By Angela Hui--Earlier this summer, thousands of women began posting photos of their thighs to Twitter with the hashtag #ThighReading, forming a vast mosaic of thighs of all sizes, textures, and colors.

As #ThighReading – meant to be a play on palm reading – started trending on Twitter, countless news outlets from BuzzFeed to the BBC covered the trend, describing it as “part of the body positivity movement online” and a celebration of stretch marks, cellulite, scars, bruises, and other perceived imperfections. The movement was praised for encouraging women to embrace their bodies and helping people understand that not all thighs fit into the slim, smooth, spotless societal ideal that is possessed naturally by few while somehow remaining ubiquitous in mass media.

However, many online cynics seemed to believe that the #ThighReading movement is frivolous and unnecessary, perhaps even counterproductive in promoting body positivity. Commentators scoffed at the hashtag, claiming that the movement somehow cultivated self-hatred by encouraging women to share photos of their thighs instead of keeping them hidden. Others complained that the movement was anti-feminist in that it objectified women by reducing them to their body parts.

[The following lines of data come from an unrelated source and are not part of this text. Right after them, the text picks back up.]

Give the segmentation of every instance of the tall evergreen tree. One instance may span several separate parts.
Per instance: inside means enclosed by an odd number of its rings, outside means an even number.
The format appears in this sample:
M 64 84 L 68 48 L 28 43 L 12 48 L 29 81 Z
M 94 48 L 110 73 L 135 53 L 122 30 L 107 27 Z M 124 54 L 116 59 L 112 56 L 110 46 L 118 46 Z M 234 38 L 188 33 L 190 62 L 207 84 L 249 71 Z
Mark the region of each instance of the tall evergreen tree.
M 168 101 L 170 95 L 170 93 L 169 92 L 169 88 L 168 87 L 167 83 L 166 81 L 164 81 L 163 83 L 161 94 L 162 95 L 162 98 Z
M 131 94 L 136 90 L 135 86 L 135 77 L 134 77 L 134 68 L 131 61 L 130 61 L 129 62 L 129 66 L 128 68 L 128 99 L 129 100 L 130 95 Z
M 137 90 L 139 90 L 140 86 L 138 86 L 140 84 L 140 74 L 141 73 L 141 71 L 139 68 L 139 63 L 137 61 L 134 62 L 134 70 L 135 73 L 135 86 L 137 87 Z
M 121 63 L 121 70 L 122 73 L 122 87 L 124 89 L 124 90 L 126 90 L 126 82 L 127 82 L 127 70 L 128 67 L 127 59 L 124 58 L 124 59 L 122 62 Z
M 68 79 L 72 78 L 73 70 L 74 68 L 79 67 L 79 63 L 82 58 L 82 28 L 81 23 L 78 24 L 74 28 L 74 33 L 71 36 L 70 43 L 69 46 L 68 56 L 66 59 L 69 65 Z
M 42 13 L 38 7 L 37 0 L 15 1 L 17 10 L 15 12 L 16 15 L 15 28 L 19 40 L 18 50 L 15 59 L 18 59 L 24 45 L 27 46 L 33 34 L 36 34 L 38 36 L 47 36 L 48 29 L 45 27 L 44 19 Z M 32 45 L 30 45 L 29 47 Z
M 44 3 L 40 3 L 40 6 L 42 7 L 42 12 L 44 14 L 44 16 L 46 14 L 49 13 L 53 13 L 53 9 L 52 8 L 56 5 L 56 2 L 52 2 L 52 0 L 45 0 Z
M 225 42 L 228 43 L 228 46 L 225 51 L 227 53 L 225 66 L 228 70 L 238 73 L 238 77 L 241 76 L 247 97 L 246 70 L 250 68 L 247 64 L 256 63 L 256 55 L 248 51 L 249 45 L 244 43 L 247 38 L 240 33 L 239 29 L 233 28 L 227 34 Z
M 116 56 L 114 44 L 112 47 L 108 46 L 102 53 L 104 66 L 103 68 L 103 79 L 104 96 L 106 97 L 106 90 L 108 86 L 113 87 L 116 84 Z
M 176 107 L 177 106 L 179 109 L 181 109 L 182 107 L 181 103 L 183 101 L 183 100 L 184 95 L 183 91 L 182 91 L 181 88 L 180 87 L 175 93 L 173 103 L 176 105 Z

These critics were missing the point of #ThighReading. Those who post photos of their thighs do so voluntarily to show appreciation for their own bodies regardless of whether they conform to society’s Photoshopped standards. We know that we are more than just our body parts, our corporeal flesh vessels, but loving ourselves means loving all of our parts. The purpose of #ThighReading is to show that the marks on our thighs are as normal as the lines on our palms – and they are! For instance, many doctors consider cellulite a female secondary sex characteristic, just like breasts. We wouldn’t be ashamed of the various creases and folds that a palm reader might see, so why not appreciate – or at least feel neutral about – the marks on our thighs the same way?

Of course, there is nothing wrong with having thighs that conform to societal standards, but the problem is that media representation of bodies, especially female bodies, is vastly different from what most women have. Seeing nothing but supermodels’ legs everywhere can make one believe that those rare body types are the norm, leading to the internalized self loathing and low self esteem that are endemic in our society and feed into the pockets of diet and weight loss conglomerates worldwide. #ThighReading was an opportunity to see just what a broad range of appearances “normal” can encompass.

And even if your thighs aren’t like other people’s, #ThighReading is meant to let you embrace your body just the way it is. The bumps and marks on your thighs are part of what makes you uniquely you. Those ridges and pits tell part of your story, more so than the wrinkles on your palms could ever fathom. Your scars are reminders of your survivorship, your stretch marks badges of growth and change. Chances are you’re not the only one with marks like yours, and even if you are – you’re beautiful. More importantly, you’re you.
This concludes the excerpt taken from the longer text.